Davalı vekilinin cevap dilekçesinde özetle; Müvekkilinin Genel kredi sözleşmesinde kefil sıfatı ile imzasının bulunmadığını, aile konutu üzerinde tesis edilen ipoteğin ….Aile Mahkemesi kararı tarafından fek edildiğini, ipoteğin resmi senedinin kesin olarak hükümsüz olması sebebi ile davacının hak talep etmesinin mümkün olmadığını, ayrıca Genel Kredi sözleşmesinde kefil sıfatıyla imzası bulunmayan müvekkilinden davacının hak talep etmesinin mümkün olmadığını, davacının gönderdiği ihtarnamedeki bildirim ve ihtarların da müvekkil aleyhinde hiçbir hukuki sonuç doğurmayacağını, kesin hükümsüz ipotek sözleşmesinin başka bir işleme çevrilmesinin mümkün olmadığını, müvekkilinin tacir olmadığını, bu nedenle öncelikle görevsizlik kararı verilerek dosyanın Asliye Hukuk Mahkemesine gönderilmesini, ipotek resmi senedinin kesin hükümsüzlük nedeniyle yok hükmünde olduğuna karar verildiğini, kesin hükümsüz bir sözleşmeye dayanarak takip başlatılmasının hukuka ve yasaya aykırı olduğunu, kesin hükümsüz ipotek sözleşmesinin başka bir işleme çevrilmesinin mümkün olmadığını, icra takibinden sonra ödemeler olduğunu, talep edilen faiz oranlarının fahiş olduğunu, davacının icra inkar tazminatı talebinin haksız olduğunu, alacağın ispat edilmesinin gerektiğini belirterek haksız davanın reddini, davacının %20’den aşağı olmamak üzere kötü niyet tazminatına mahkum edilmesi ile yargılama giderleri ve vekalet ücretinin karşı tarafa yükletilmesine karar verilmesini talep ile cevap verdiği görüldü.
DELİLLER VE GEREKÇE;
Mahkememizin 01/07/2020 tarih ve …. sayılı kararında, “… Mahkememizce yapılan yargılama, taraf beyanları, toplanan deliller ve tüm dosya kapsamına göre; dava davacı alacaklı tarafından davalı borçlu aleyhine İİK. 67 maddesi kapsamında açılan itirazın iptali davasıdır.

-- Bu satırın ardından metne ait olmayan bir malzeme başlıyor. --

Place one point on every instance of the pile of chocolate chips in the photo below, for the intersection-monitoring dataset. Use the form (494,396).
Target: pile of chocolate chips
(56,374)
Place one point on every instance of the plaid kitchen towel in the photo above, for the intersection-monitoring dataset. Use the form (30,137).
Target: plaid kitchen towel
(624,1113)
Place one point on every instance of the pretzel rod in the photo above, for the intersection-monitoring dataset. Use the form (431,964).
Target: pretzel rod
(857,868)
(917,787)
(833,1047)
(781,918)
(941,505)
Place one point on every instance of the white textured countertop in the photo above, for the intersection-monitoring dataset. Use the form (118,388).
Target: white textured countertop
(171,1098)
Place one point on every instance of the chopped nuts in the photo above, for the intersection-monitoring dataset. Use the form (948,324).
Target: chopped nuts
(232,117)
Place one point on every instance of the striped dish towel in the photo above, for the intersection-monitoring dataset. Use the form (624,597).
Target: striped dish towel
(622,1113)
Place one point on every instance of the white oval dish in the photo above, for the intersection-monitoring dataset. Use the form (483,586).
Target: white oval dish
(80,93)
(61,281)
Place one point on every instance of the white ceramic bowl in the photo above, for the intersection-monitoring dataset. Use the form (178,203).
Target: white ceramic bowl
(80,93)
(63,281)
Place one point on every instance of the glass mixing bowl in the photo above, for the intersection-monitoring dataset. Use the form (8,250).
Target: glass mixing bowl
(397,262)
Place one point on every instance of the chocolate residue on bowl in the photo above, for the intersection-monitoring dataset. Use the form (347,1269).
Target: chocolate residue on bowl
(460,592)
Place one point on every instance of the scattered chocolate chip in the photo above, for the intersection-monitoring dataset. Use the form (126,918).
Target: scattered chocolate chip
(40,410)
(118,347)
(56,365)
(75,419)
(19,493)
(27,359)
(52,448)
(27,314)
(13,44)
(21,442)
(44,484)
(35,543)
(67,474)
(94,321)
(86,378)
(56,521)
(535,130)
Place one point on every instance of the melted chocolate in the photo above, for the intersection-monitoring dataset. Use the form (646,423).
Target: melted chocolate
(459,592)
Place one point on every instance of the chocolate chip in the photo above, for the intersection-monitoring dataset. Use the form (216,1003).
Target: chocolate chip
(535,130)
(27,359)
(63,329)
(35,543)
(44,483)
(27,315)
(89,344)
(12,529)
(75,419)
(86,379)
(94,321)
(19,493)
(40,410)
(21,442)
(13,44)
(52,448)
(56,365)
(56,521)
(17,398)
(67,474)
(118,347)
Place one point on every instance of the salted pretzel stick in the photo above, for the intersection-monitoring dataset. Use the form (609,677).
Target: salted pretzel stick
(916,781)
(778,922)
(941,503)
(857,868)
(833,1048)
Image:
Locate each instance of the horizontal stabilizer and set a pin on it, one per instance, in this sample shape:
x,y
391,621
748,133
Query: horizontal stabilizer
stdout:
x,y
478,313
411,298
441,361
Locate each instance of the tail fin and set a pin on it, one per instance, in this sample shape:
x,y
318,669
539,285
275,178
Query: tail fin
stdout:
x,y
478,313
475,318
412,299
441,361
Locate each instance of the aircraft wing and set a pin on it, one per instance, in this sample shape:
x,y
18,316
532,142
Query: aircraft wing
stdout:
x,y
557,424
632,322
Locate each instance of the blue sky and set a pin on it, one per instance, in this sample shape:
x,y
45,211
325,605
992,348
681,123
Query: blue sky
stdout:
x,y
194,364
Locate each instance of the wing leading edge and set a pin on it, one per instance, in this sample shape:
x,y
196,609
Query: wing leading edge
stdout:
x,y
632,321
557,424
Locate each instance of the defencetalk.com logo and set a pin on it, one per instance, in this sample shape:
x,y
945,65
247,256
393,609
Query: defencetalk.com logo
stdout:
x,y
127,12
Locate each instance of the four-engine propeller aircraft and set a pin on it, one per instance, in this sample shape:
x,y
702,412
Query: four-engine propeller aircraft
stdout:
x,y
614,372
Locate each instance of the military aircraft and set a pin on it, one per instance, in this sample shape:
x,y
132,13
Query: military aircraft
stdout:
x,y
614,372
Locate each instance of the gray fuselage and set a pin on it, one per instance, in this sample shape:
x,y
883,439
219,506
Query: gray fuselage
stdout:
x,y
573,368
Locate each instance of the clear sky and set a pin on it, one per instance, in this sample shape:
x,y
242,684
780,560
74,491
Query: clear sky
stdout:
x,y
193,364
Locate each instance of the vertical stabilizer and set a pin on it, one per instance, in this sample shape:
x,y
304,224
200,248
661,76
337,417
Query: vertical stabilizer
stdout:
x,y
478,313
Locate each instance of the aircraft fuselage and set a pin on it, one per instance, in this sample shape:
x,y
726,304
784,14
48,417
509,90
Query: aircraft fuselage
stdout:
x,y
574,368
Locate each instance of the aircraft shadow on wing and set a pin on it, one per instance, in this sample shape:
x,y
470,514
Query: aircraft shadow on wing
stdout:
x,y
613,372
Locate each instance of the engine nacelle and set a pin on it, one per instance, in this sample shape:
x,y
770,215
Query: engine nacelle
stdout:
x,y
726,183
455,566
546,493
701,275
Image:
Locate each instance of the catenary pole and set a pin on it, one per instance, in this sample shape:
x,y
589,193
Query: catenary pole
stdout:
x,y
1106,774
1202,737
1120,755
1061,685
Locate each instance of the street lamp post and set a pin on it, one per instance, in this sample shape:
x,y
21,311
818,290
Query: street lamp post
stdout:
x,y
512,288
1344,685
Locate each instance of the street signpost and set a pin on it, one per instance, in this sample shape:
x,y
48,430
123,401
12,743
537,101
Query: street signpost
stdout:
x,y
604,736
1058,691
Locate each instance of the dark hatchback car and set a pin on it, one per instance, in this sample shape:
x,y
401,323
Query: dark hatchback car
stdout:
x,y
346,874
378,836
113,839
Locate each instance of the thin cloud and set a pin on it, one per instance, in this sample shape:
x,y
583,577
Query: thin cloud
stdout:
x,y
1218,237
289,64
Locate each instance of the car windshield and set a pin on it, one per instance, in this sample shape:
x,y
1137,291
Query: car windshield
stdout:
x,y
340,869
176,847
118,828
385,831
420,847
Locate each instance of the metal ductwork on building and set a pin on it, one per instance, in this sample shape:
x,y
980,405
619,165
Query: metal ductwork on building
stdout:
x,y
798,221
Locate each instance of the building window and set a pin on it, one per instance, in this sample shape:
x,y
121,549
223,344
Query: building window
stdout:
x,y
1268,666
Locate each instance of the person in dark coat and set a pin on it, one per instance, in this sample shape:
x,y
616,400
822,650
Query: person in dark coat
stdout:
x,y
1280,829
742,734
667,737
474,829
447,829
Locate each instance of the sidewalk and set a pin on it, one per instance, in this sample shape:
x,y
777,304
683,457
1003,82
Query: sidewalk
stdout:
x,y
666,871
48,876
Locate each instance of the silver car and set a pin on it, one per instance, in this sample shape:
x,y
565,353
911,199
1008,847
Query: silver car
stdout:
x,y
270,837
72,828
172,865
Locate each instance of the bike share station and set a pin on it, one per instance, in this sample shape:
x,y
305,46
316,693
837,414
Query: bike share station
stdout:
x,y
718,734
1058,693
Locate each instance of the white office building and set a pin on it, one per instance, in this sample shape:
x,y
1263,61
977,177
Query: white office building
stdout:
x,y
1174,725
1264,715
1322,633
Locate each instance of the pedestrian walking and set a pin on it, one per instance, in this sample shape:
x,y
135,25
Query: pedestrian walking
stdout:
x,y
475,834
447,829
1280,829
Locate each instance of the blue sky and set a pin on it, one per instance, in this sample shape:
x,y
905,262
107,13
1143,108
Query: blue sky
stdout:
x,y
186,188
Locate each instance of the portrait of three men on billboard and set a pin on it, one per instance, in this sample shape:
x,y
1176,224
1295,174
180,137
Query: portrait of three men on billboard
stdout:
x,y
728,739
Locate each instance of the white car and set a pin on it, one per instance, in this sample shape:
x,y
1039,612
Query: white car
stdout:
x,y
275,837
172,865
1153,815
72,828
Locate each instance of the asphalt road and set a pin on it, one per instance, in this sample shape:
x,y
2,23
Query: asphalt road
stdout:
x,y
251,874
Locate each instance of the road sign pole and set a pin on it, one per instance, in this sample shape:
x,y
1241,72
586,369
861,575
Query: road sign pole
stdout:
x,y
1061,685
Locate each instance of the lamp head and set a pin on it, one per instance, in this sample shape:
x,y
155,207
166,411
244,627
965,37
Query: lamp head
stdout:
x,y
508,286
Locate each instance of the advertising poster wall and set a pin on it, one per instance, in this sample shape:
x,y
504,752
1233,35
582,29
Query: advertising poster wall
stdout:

….İcra Müdürlüğü’nün … Esas sayılı dosyasının incelenmesinde; davacı şirket tarafından davalı aleyhine başlatılan takibin 166.267,24-TL. ilamsız icra takibi olduğu, davalı tarafça süresinde yapılan itiraz neticesinde takibin durdurulmasına karar verildiği anlaşılmıştır.
Emekli Banka Müdürü … tarafından hazırlanan 07/09/2018 tarihli kök raporda; Takip tarihi 14/12/2016 itibariyle davacı bankanın dava dışı asıl borçlu …’den Ticari Krediden kaynaklanan 17.053.25-TL asıl alacak, 15.256.86-TL işlemiş temerrüt faizi, 762.84-TL, %5 BSMV olmak üzere toplam 33.072.95-TL alacak talebinde bulunabileceğini, hesaplamalarımızı aşan 133.194.30-TL (166.267,25-TL- 33.072,95-TL) yönünden davacı banka talebinin yerinde olmadığını, borç tamamen ödeninceye kadar ticari kredilerden kaynaklanan asıl alacak tutarı olan 17.053.25-TL, üzerinden yıllık %22.32 temerrüt faizi ile bu faizin %5 gider vergisi ile birlikte “tahsilde tekerrür” olmamak kaydıyla, ipotek borçlusundan talep edebileceğini, borç tamamen ödeninceye kadar asıl alacak tutarı 17.053.25-TL üzerinden yıllık 15.256,86-TL işlemiş temerrüt faizi, 762,84-TL %5 BSMV olmak üzere toplam 33.072,95-TL davacı alacağından borç tamamen ödeninceye kadar asıl alacak tutarı 17.053,25-TL üzerinden yıllık %22.32 temerrüt faizi ile bu faizin %5 gider vergisi ile birlikte “tahsilde tekerrür” olmamak kaybıyla ipotek borçlusu …’ın da sorumlu olduğunu belirtmiştir.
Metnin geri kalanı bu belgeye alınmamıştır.